New approaches to leadership will make CEOs more successful

The way chief executives lead today is not how they must act tomorrow. The requirements of the job are changing, as are the expectations of their staff, for three key reasons – context, organisational change and personal demands. Chief executives will have to meet these challenges if they are to succeed as leaders.

First of all, chief executives must understand their leadership is context specific and that context is changing dramatically.

Just as a marathon runner might not be successful in a triathlon, so too a leader who is successful in one environment may struggle in a different one. In business it is often the marketplace that shifts quickly, creating new contexts. When the context changes, leaders who do not adapt find themselves qualified to succeed in a world that no longer exists.

Recent political and economic upheavals show clearly that the future is not what it used to be. The world is experiencing deep structural change, and this requires different leadership skills and new leaders. In our co-authored book, Leading in a Changing World, Keith Coats describes “future-fit leaders” as those who have the ability to “know what to do when they don’t know what to do”.

“Adaptive challenges” are becoming more frequent and pronounced. These occur when the issues being faced are unlike anything previously experienced, and require learning, unlearning and relearning. The need-to-fix mentality of most leaders will not be adequate for an adaptive context.

Leaders and teams who aren’t learners at heart get into trouble when facing adaptive challenges in a context that is constantly changing. Chief executives must ask themselves if they are adapting adequately to a world where the unexpected is the new normal.

Secondly, and of equal importance, leaders need to know that very soon their organisation will not resemble what it looks like today.

One of the biggest indicators that the future chief executive will need to be different is the emergence of different business models and different types of competitor. In our team’s work helping organisations tackle the challenges created by disruptive change, we’ve engaged with businesses from the Pacific Islands to the Middle East, from the Americas to Europe and everywhere in-between, and have seen the global nature of these contextual shifts.

Companies such as Amazon, Alibaba, Uber, Tesla and Airbnb are not just disrupting markets, but actively experimenting with different approaches to organisational design and leadership. These disruptor companies are changing the rules of the game in multiple industries. Some older established companies are responding, if slowly. Ford and GM, for example, are not just dealing with new automotive technologies, but adapting their organisations to attract Silicon Valley’s best and brightest digital talent because they realise they need fundamentally to shift business model.
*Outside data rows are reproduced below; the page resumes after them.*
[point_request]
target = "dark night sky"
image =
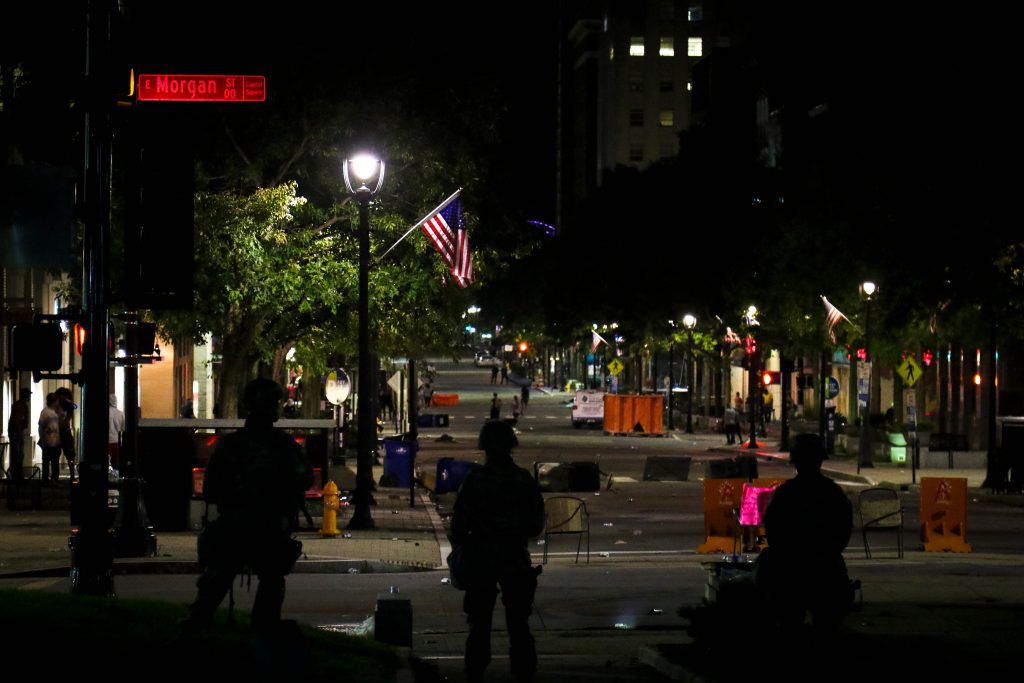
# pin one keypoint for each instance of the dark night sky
(466, 46)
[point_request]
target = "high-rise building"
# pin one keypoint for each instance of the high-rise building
(626, 85)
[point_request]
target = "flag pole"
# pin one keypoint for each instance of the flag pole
(420, 222)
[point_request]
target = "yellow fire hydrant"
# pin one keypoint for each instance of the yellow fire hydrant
(332, 501)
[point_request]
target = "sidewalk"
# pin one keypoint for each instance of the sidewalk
(935, 611)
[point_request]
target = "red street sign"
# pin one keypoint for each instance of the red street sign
(201, 88)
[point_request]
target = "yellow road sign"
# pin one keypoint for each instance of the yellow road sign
(909, 371)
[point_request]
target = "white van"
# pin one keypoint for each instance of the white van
(588, 408)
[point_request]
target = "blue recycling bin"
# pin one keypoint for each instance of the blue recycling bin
(399, 458)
Chief executives need especially to understand generational change. Today’s young people are not simply younger versions of us. They have a different set of expectations and approaches for the world of work. Established and traditional leadership styles are proving ineffective, even damaging. Leaders cannot just wait for these young people to “grow up” or they will shed talented young people.

Chief executives must ask themselves if they are adapting adequately to a world where the unexpected is the new normal

Thirdly, chief executives must understand the new, personal requirements of leadership that result from these changes. The future bosses will require extensive skills for leading in this world of a new context, multiple viewpoints and ever-present diversity.
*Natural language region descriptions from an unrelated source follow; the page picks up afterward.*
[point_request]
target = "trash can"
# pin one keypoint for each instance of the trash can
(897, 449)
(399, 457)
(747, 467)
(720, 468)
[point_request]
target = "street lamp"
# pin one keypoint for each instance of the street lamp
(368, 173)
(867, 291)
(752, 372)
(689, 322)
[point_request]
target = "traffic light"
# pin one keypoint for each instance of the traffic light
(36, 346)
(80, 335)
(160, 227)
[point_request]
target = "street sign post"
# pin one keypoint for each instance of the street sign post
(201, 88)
They need to be able to evaluate outlooks, business models and metrics with a nimbleness and flexibility not seen in any previous era. The paradoxical demands on leadership will be pronounced – understanding the inner and outer requirements, the big picture and the detail, the personal and the collective, the specific and the systemic, the need to be involved and the need to step back, the need to direct and the need to allow self-organisation.

They must then present a compelling purpose that inspires their team. Dean van Leeuwen, author of Quest: Competitive Advantage and the Art of Leadership in the 21st Century, correctly predicted both Brexit and Donald Trump’s presidential election using the quest leadership framework. The most successful chief executives of the future will be those on quests that promise to deliver meaningful benefits and make the impossible possible.

So, how do leaders become future fit? Most importantly, they must first abandon conventional methodology surrounding their own development and education.

As we have learnt in our work on leadership development programmes with multiple business schools and some of the world’s most well-known companies, including Credit Suisse, Nestlé and John Lewis, there needs to be a radical revision in how leaders learn.

In addition to developing insights around the changing context and organisation design, leaders must learn to face adaptive challenges. Leadership development needs to move beyond content to engaging with these challenges.

One powerful method that our team at TomorrowToday Global uses is to put participants in an environment with unclear structure and outcomes that we call “adaptive exercises”. These simulate the emotions and mental states leaders face when dealing with uncertainty and ambiguity, and force them to confront their own responses. The exercises can cause stress, anxiety and even anger, all of which are debriefed to help leaders learn a new skillset.

Participants repeatedly describe the exercises as the most impactful learning experiences they have had. They also demonstrate the importance of working with completely new and experiential ways to develop future-fit leaders.

Leaders have to know what to do when the unexpected happens, when the world has changed and when they face myriad outlooks and approaches, especially when no one else knows how to react. Their smart new approach determines their very survival.